Polyploidization of whole genome duplication (WGD), is een wijdverspreid fenomeen onder
Eukaryoten, maar komt vooral veel voor in de plantlijn. De extra genoomkopie kan een weg openen
tot evolutionair succes door genetisch materiaal te leveren dat vrij is om nieuwe functionaliteiten te ontwikkelen.
Niettemin wordt WGD over het algemeen niet goed verdragen als gevolg van latere wijzigingen in de celgeometrie en
genomische schok. Bijgevolg is de succesvolle vestiging van polyploïden enigszins gehuld
mysterie. Eerder werk in ons lab onthulde dat veel planten-polyploïden zich tijdens
de massa-extinctie van het Cretaceaus-Paleogeen. Omdat de huidige polyploïden in het bijzonder zijn
overvloedig aanwezig in stressvolle omgevingen omdat arctische en polyploïden een hogere adaptieve kunnen hebben
potentieel vanwege hun toegenomen genetische variatie en veranderingen in genexpressie, stressvol
omstandigheden zouden een katalysator kunnen zijn voor de polyploïde inrichting.
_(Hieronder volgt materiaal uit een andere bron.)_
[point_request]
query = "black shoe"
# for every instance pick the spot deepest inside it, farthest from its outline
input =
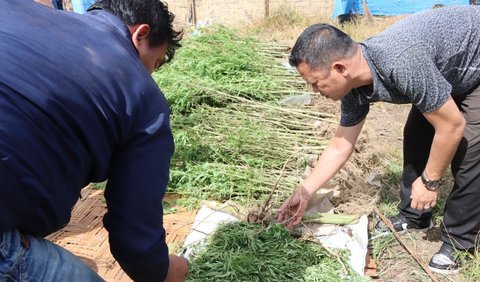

Hier stellen we het gebruik van een lange voor
term evolutionair experiment om deze hypothese te testen, om het effect van de evolutionaire te beoordelen
afstand tussen de twee genomen bij elkaar gebracht en de stabilisatie van de te bestuderen
polyploïde genoom. Eerst zullen we polyploïde stammen construeren. Ten tweede zullen we ze onderwerpen aan een brede
verschillende stressfactoren en bewaken hun ploïdie niveau en conditie. Eindelijk een paar succesvolle afstammingslijnen
worden geselecteerd en de genomische functies die hun succes mogelijk maken, worden geïdentificeerd door middel van reeksen
hun complete genomen elke paar generaties.